Chiaha Connections. The Chiaha belonged to the Muskhogean linguistic stock and in later times spoke the Muskogee’ ‘tongue, but there is every reason to class them in the Hitchiti group. (See Apalachicola)
Chiaha Location. In later historic times the Chiaha were on the middle course of Chattahoochee River, but at the earliest period at which we have any knowledge of them they seem to have been divided into two bands, one on Burns Island, in the present State of Tennessee, the other in eastern Georgia near the coast. (See also South Carolina and Florida.)
Chiaha Subdivisions. The Mikasuki of northern Florida are said to have separated from these people.
Chiaha Villages
Hawkins (1848) gives the following:
- Aumucculle, on a creek of the same name which enters Flint River “45 miles below Timothy Barnard’s.”
- Chiahutci, Little Chiaha, a mile and a half west of the Hitchiti town, near Auhegee Creek.
- Hotalgihuyana, occupied jointly with the Osochi, on the right bank of Flint River 6 miles below Kinchafoonee.

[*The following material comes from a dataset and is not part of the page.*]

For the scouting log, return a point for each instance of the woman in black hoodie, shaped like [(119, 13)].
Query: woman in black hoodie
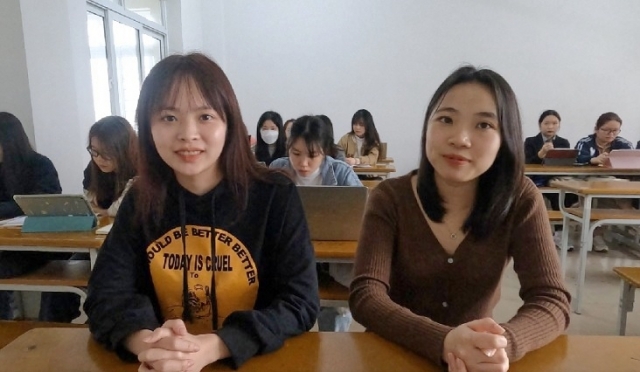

Chiaha History. Some confusion regarding this tribe has been occasioned by the fact that in the sixteenth century there appear to have been two divisions. The name first appears in the De Soto narratives applied to a “province” on an island in Tennessee River which J. Y. Brame has identified in a very satisfactory manner with Burns Island close to the Tennessee-Alabama line. They were said to be “subject to a chief of Coca,” from which it may perhaps be inferred that the Creek Confederacy was already in existence. Early in 1567 Boyano, Juan Pardo’s lieutenant, reached this town with a small body of soldiers and constructed a fort, Pardo joining him in September. When Pardo returned to Santa Elena shortly afterward he left a small garrison here which was later destroyed by the Indians. Possibly Chehawhaw Creek, an eastern affluent of the Coosa indicates a later location of this band. The only remaining reference which might apply to them occurs in the names of two bodies of Creeks called “Chehaw” and “Chearhaw” which appear in the census rolls of 1832-33, but they may have gotten their designations from former residences on or near the creek so called. In 1727 there was a tradition among the Cherokee that the Yamasee Indians were formerly Cherokee driven out by the Tomahitans, i. e., the Yuchi, and in this there may be some reminiscence of the fate of the Chiaha.
In the Pardo narratives the name “Lameco or Solameco” is given as a synonym for the northern Chiaha, and this may have been intended for Tolameco, which would be a Creek term meaning “Chief Town.” This was also the name of a large abandoned settlement near Cofitachequi on the middle course of Savannah River visited by De Soto in 1540. Since we know that Chiaha were also in this region, it is a fair supposition that this town had been occupied by people of this connection. There is a Chehaw River on the South Carolina coast between the Edisto and Combahee, and as “Chiaha” is used once as an equivalent for Kiawa, possibly the Cusabo tribe of that name may have been related. Moreover, we are informed (S. C. Docs.) that the Chiaha had their homes formerly among the Yamasee. In 1715 they withdrew to the Chattahoochee with other upper Creek towns, probably from a temporary abode on Ocmulgee River. After the Creeks moved to Oklahoma the Chiaha settled in the northeastern corner of the Creek Reservation and maintained a square ground there until after the Civil war, but they have now practically lost their identity. Some of them went to Florida and the Mikasuki are said by some Indians to have branched off from them. In the country of the western Seminole there was a square ground as late as 1929 which bore their name.
Chiaha Population. There are no figures for the northern band of Chiaha unless they could have been represented in the two towns of the 1832-33 census given above, which had total populations of 126 and 306 respectively. For the southern division a Spanish census of 1738 gives 120 warriors but this included also the Osochi and Okmulgee. In 1750 only 20 were reported, but in 1760, 160, though an estimate the following year reduces this to 120. In 1792 Marbury gives 100 Chiaha and Apalachicola, and the census of 183233 returned 381 of, the former. In 1799 Hawkins states that there were 20 Indian families in Hotalgi-huyana, a town occupied jointly by this tribe and the Osochi, but in 1821 Young raises this to 210. He gives 670 for the Chiaha proper.
Connection in which they have become noted. The Chiaha tribe is of some note on account of the prominence given to one branch of it in the De Soto narratives. As above mentioned, its name, spelled Chehawhaw, is applied to a stream in the northern part of Talladega County, Ala.; it is given in the form Chehaw to a post hamlet of Macon County, Ala.; to a stream in Colleton County, S. C.; and also to a small place in Seminole County, Okla.